Aug
2
Leesburg's WAGE Suspends Operations
Aug 2, 12:20:pm
Tough economic conditions have claimed another area media outlet, as Loudoun County’s only radio station – AM 1200 WAGE – shut down this morning. If you tune to the frequency on the AM dial, you’ll now only hear dead air.
WAGE management indicated this is only a temporary suspension, as they are continuing their plans to make the station into a 50,000-watt regional station that can be heard throughout the Washington D.C. metro area. In its current form, WAGE was only a 5,000-watt station during the day, and dropped down to 1,000 watts after sundown, meaning you could hear it clearly in Loudoun and parts of Fairfax during the day. At night, the signal faded significantly once you left Leesburg and hit Ashburn.
WAGE’s owners – New World Radio – purchased the station in late 2005, and it was never a secret their goals were to power the station up to 50,000 watts to go after advertisers outside of the Loudoun borders. Getting the regulatory approval to build a tower in a place that would allow the signal at 50K to be heard throughout downtown D.C., however, turned into a much longer and difficult process than originally thought, as original management projections had the station up and running at that signal strength by the end of 2006.
That didn’t happen, and in spring of 2007, ownership decided to veer away from the live and local approach the station was using. They dismissed the majority of the staff and went with all syndicated programming, except for one-minute local news, traffic and weather updates in the morning drive time. While costs dropped, so did ad revenues over the next year, although they did remain strong when WAGE carried sports such as Virginia Tech, the Washington Redskins, the Nationals and the Wizards.
But the economic recession that has crushed several local newspapers wiped even those areas away for WAGE. Several times in May, when I was taking my daughter to school, I’d turn on WAGE at 7 a.m. and see how long I’d go before hearing a local ad. Several times, I only heard one. Twice, I didn’t hear any.
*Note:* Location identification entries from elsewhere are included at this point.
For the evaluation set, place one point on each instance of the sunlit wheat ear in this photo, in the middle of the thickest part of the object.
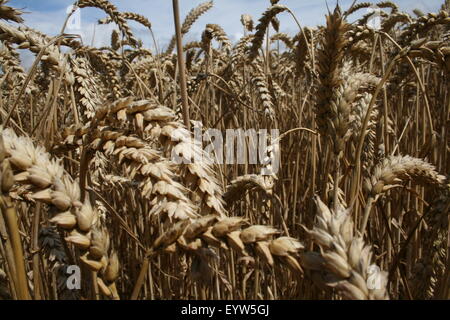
(51, 184)
(330, 60)
(247, 22)
(261, 28)
(344, 260)
(396, 170)
(190, 19)
(113, 13)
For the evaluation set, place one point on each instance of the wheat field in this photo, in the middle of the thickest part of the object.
(357, 209)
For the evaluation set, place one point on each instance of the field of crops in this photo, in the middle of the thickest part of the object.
(101, 197)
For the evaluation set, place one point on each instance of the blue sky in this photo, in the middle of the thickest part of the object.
(48, 16)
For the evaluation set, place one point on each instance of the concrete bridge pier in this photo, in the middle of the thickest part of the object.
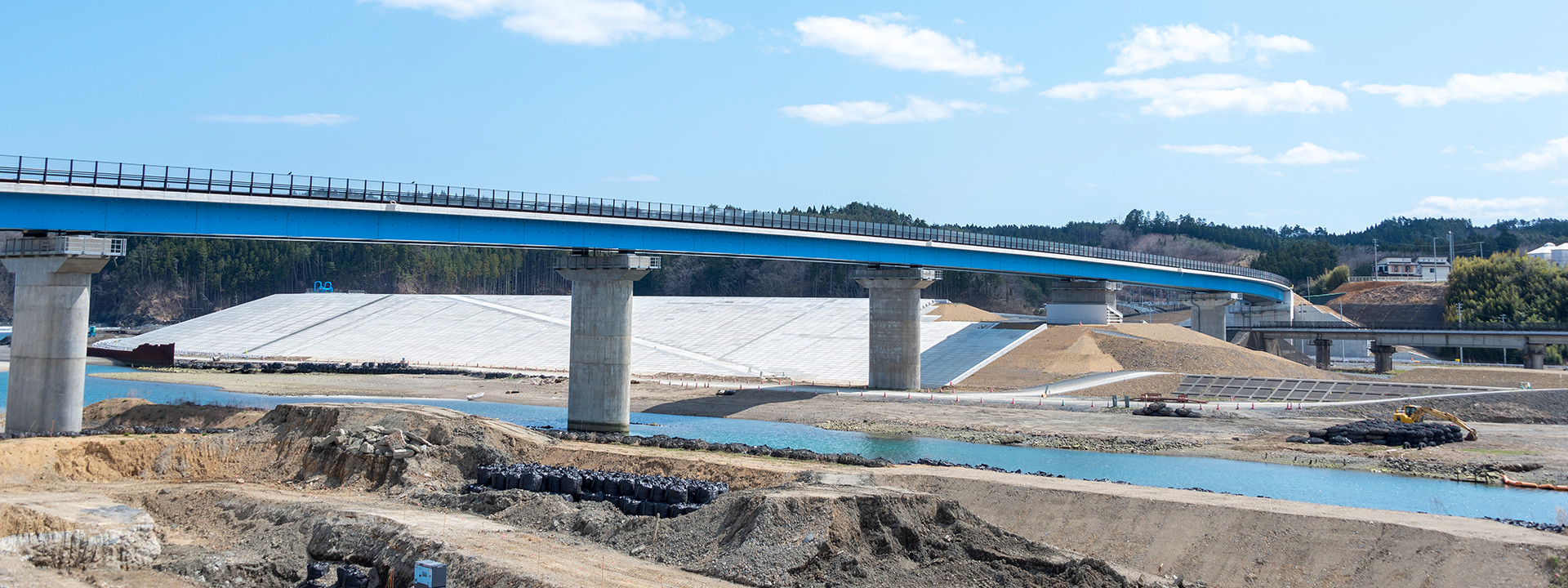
(1324, 350)
(896, 323)
(1534, 356)
(599, 391)
(1382, 358)
(1208, 313)
(49, 337)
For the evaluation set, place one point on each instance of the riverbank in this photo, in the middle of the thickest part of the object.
(1539, 452)
(287, 494)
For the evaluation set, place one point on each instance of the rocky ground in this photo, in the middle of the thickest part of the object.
(1225, 433)
(252, 509)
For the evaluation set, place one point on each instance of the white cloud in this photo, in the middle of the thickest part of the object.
(579, 22)
(1476, 88)
(898, 46)
(1540, 158)
(310, 119)
(1263, 46)
(1155, 47)
(1184, 96)
(1487, 209)
(1312, 154)
(916, 110)
(1303, 154)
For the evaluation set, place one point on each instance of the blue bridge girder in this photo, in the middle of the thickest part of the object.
(90, 199)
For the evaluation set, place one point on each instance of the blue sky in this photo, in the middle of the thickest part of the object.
(1332, 115)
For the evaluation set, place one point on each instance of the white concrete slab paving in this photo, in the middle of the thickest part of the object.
(814, 339)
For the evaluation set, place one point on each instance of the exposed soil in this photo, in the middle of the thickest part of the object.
(143, 412)
(1490, 376)
(1394, 294)
(1063, 352)
(252, 509)
(963, 313)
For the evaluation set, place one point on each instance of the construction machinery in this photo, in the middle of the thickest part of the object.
(1414, 414)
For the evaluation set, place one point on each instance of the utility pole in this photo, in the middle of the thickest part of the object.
(1374, 257)
(1460, 311)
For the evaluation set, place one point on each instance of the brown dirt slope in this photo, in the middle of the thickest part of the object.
(1493, 376)
(143, 412)
(1076, 350)
(963, 313)
(1397, 294)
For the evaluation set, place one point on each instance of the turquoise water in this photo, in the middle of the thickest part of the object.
(1325, 487)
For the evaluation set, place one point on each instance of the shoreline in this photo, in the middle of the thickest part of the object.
(1258, 438)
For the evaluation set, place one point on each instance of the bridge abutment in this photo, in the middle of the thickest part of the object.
(1082, 303)
(1324, 350)
(49, 336)
(1534, 356)
(599, 390)
(896, 323)
(1382, 358)
(1208, 313)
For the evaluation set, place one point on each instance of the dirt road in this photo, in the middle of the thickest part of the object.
(1230, 434)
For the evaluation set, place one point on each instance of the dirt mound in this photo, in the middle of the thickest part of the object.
(1491, 376)
(963, 313)
(1056, 353)
(1396, 294)
(143, 412)
(1080, 349)
(871, 537)
(1073, 350)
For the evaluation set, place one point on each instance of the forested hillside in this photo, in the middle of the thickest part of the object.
(163, 279)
You can’t survive in any business with no local advertising in your morning drive time.
The decision marks the close of a Loudoun institution, as even if and when the station comes back on the air, it probably won’t be focused on local events in Loudoun. New World’s owners have been successful in brokered business programming, and brokered foreign language programming, and saw first-hand how small the local advertising pie is in Loudoun. I seriously doubt they will try the same approach again.
Whatever they do, they will have to do something that attracts more regional and national advertisers to make the station viable. They will also have to get ratings, as previously, they weren’t considered part of the DC market. That means if and when they do come back, they will be listed in the Arbitron/PPM ratings – a great help if they reach demographic listener targets, but a huge albatross if they come in 33rd with a 0.1 rating.
They’ll also face competition in sports if they try to go back to carrying the Redskins, Nationals, Wizards and Virginia Tech. For years, WAGE was the only area station that carried the Hokies, but WTEM now also airs their games. The Wizards recently made WJFK their flagship station, and the new sports-talk station will undoubtedly go after the Nationals next season. A 5,000-watt station in Leesburg carrying Redskins games wasn’t previously a problem for Dan Snyder’s WTEM, but I’m guessing a 50,000-watt station would be. So none of these sports franchises may be available when they return to the air.
WAGE will be missed. For a lot of us over the years, waking up to a driveway full of snow meant tuning to WAGE to find out about school closings and other schedule changes. It gave a lot of area broadcasters their start. Until its last year, WAGE made a difference in Loudoun.
We'll have to wait and see what the new WAGE brings. The target date for the new, higher-powered station to return to the airways is mid-2010.